N° 66
SÉNAT
SESSION ORDINAIRE DE 1998-1999
Annexe au procès verbal de la séance du 19 novembre 1998.
RAPPORT GÉNÉRAL
FAIT
au nom de la commission des Finances, du contrôle budgétaire et des comptes économiques de la Nation (1) sur le projet de loi de finances pour 1999 , ADOPTÉ PAR L'ASSEMBLÉE NATIONALE ,
Par M.
Philippe MARINI,
Sénateur,
Rapporteur général.
TOME III
LES MOYENS DES SERVICES ET LES DISPOSITIONS SPÉCIALES
(Deuxième partie de la loi de finances)
ANNEXE N° 12
ÉCONOMIE, FINANCES ET INDUSTRIE :
III. - INDUSTRIE
Rapporteur spécial
: M. Jean CLOUET
(1)
Cette commission est composée de :
MM. Alain Lambert,
président
; Jacques Oudin, Claude Belot, Mme Marie-Claude
Beaudeau, MM. Roland du Luart, Bernard Angels, André Vallet,
vice-présidents
; Jacques-Richard Delong, Marc Massion,
Michel Sergent, François Trucy,
secrétaires
; Philippe
Marini,
rapporteur général
; Philippe Adnot, Denis
Badré, René Ballayer, Jacques Baudot, Mme Maryse
Bergé-Lavigne, MM. Roger Besse, Maurice Blin, Joël Bourdin,
Gérard Braun, Auguste Cazalet, Michel Charasse, Jacques Chaumont, Jean
Clouet, Yvon Collin, Jean-Pierre Demerliat, Thierry Foucaud, Yann Gaillard,
Hubert Haenel, Claude Haut, Alain Joyandet, Jean-Philippe Lachenaud, Claude
Lise, Paul Loridant, Michel Mercier, Gérard Miquel, Michel Moreigne,
Joseph Ostermann, Jacques Pelletier, Louis-Ferdinand de Rocca Serra, Henri
Torre, René Trégouët.
Voir les numéros
:
Assemblée nationale
(
11
ème législ.) :
1078
,
1111
à
1116
et T.A.
193
.
Sénat
:
65
(1998-1999).
Lois de finances. |
PRINCIPALES OBSERVATIONS
Un
effacement ce qui fut le ministère de l'industrie par la dilution des
crédits du Secrétariat d'Etat à l'industrie au sein du
budget de l'économie, des finances et de l'industrie
La plus grande partie des crédits de personnel et de fonctionnement du
budget de l'industrie sont transférés sur la section
" Services communs et finances " du budget du ministère de
l'économie, des finances et de l'industrie, ce qui prive le
ministère de l'industrie de la gestion de 1.558 millions de francs.

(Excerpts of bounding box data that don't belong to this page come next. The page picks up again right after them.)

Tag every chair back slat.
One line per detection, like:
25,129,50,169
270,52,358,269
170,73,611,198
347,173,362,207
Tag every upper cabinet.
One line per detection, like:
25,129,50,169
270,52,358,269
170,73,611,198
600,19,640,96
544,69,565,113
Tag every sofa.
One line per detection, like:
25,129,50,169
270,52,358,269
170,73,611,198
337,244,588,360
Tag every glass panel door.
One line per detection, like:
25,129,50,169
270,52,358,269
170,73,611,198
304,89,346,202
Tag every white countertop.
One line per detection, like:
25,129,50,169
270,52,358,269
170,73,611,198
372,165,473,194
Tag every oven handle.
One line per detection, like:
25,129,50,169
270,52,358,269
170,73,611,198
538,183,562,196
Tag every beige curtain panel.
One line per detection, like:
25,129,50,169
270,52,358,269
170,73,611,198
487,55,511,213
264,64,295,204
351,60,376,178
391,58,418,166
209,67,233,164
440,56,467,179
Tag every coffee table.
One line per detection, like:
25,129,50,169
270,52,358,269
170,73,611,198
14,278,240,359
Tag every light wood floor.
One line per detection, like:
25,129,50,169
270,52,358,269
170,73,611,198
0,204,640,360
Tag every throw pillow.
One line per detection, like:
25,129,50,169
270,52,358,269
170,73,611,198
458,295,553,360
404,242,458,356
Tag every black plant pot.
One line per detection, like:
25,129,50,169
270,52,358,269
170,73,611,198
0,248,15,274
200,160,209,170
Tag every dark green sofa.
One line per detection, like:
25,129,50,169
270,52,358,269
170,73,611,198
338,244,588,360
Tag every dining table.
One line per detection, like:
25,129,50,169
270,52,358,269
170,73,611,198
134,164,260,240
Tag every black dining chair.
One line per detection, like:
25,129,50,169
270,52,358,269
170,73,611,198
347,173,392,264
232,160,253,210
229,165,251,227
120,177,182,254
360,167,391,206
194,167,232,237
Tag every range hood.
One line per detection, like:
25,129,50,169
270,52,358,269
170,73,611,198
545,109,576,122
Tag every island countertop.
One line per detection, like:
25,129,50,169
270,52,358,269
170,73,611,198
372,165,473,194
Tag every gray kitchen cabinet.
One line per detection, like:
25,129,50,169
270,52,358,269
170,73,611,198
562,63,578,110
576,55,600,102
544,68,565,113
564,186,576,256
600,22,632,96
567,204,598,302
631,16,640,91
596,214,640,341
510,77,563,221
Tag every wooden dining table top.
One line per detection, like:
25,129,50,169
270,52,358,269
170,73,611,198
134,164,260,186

On peut se demander si un ministère sans administration conserve une
signification, sachant que les deux tiers des crédits du budget de
l'industrie sont des subventions à des organismes publics.
En outre, un tel mouvement contribue à la poursuite de la
régression du budget de l'industrie en pourcentage du budget de l'Etat
comme le retrace le tableau ci-après.
* Les chiffres indiqués pour les années 1994, 1995 et 1998
intègrent le budget " Poste et
Télécommunications ".
Observant enfin que les crédits du Fonds de soutien aux hydrocarbures
(FSH) sont désormais intégrés au budget de l'industrie,
votre rapporteur regrette ces modifications incessantes du
périmètre du budget de l'industrie qui rendent très
difficiles les comparaisons d'une année sur l'autre.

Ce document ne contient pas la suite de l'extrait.